Wenn diese Zahlen wirklich richtig sein sollten, so muß die Vernichtung von zwei Drittel der Burgenlandzigeuner im Dritten Reich durch Zuwanderung aus Ungarn im Rahmen der Fluchtbewegung 1945 (und vielleicht auch später, da die Zigeuner in den kommunistischen Ländern rücksichtslos verfolgt werden) und durch die bekannt hohe Geburtenrate ausgeglichen worden sein. Die Zigeuner im heutigen Österreich leben zu erheblichem Teil auch in Wien und Niederösterreich (Baden, Mödling, Siebenhirten), wo sie vielfach seßhaft wurden und oft gar nicht als Zigeuner auffallen... Die österreichischen Zigeuner sind durchweg „Romani“, nur in den Wiener Randgebieten sind es „Sinti“ (gaje).

Der Fall Stegersbach

Um eine echte Betreuung der Zigeuner als Volksgruppe hat sich nur das Vaterländische Regime 1933 bis 1938 bemüht, das ja auch die erwähnte Zählung nach der Volkszugehörigkeit 1934 durchführte. In Stegersbach als der Gemeinde mit der relativ größten Zigeunerzahl wurde eine Zigeunervolksschule mit acht Schulstufen (nach damaligem bur-genländischem Schulrecht als Schul der Katholischen Apostolischen Administrator) errichtet“. Der Lehrplan gibt allerdings zu Bedenken Anlaß, so zum Beispiel, wenn ein Lehrgegenstand (Form B 1) lautete: „Die Zigeuner als Landplage.“ Immerhin setzte sich die Schule, die anfangs boykottiert wurde, allmählich bei den Zigeunern durch und erzielte gute Erfolge. Weitere Schulen waren geplant, wurden aber nicht mehr errichtet. Nach der nationalsozialistischen Machtergreifung wurde die Schule Stegersbach geschlossen.

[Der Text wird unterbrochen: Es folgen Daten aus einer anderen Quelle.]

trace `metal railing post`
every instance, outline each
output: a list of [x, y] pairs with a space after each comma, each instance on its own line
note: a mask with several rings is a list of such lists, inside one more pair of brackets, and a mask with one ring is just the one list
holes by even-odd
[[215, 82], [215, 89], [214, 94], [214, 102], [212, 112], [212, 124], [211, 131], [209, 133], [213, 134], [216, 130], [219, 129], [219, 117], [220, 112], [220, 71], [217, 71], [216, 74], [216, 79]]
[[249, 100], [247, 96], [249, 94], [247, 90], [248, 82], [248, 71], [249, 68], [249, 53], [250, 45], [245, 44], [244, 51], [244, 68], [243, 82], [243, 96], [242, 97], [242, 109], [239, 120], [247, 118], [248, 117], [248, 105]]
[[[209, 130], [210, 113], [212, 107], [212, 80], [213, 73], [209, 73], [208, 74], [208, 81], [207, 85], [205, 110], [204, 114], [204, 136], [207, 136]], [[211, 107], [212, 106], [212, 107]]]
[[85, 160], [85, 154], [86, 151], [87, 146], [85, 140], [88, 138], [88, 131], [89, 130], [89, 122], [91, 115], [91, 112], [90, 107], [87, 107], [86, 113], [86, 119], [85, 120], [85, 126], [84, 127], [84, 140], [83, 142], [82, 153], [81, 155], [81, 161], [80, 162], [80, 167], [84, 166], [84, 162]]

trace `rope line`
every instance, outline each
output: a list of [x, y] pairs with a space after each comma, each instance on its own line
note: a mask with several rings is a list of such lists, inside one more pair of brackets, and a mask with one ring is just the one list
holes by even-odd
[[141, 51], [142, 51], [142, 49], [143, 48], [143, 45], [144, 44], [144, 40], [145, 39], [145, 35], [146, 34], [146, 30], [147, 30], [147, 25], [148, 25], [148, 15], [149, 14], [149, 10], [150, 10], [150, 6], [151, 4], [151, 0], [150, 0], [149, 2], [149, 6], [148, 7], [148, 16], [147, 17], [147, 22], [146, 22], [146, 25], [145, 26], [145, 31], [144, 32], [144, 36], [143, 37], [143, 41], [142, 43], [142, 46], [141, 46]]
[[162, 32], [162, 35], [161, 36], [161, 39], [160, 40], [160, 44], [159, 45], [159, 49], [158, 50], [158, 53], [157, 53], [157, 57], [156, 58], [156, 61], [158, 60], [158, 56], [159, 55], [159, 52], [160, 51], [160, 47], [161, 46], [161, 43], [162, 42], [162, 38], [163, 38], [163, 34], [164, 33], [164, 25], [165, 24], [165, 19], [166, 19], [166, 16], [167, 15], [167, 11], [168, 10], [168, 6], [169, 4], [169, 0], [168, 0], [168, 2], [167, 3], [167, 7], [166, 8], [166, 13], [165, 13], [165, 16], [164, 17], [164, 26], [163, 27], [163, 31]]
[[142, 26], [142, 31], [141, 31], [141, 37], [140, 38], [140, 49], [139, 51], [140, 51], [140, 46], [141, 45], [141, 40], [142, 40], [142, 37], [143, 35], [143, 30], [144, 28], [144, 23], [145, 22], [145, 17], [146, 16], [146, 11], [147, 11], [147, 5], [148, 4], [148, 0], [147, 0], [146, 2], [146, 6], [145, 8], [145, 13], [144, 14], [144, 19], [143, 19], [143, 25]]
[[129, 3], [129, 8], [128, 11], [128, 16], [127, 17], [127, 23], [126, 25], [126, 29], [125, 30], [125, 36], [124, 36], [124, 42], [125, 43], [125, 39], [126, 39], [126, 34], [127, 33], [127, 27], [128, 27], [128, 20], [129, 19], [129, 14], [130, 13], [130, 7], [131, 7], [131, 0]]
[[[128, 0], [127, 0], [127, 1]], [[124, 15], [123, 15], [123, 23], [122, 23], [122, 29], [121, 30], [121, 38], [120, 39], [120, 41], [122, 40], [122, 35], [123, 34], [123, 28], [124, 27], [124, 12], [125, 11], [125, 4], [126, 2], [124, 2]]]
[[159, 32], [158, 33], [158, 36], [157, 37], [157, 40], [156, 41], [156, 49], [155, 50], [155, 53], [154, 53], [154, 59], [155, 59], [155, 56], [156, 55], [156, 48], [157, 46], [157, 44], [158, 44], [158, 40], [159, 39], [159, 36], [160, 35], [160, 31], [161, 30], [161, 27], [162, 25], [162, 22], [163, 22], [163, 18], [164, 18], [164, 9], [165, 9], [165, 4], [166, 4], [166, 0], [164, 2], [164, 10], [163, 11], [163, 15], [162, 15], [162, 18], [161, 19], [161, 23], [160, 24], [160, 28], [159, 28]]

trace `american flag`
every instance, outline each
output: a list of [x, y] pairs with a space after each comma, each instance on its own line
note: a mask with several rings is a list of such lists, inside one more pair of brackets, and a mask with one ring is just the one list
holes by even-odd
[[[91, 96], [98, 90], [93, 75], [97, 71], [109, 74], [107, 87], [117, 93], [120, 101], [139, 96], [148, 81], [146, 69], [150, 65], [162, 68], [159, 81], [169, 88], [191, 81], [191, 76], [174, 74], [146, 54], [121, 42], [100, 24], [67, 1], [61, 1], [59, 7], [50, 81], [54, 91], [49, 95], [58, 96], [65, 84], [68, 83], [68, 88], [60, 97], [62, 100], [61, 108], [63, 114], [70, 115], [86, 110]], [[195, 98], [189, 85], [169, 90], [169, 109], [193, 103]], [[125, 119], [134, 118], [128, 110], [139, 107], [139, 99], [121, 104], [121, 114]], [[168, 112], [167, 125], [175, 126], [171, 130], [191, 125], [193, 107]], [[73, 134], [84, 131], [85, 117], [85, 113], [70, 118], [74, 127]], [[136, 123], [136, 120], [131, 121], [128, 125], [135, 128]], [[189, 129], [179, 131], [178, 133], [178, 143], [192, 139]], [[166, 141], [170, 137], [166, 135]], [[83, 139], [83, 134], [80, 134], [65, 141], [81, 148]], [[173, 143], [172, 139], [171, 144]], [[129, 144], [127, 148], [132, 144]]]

Heute sprechen die Zigeuner Österreichs noch immer ihre Sprache als Haus- und Familiensprache, obwohl sie oft genug außer ihren Zeichen weder lesen noch schreiben können, es keine Lehrbücher gibt und kaum ernstzunehmenden Unterricht.

Die österreichische Minderheitenrechtsordnung schützt die Zigeuner zwar mittels des formellen Gleichheitsgrundsatzes, anerkennt sie aber zu Unrecht weder als Volksgruppe noch als Sprachminderheit.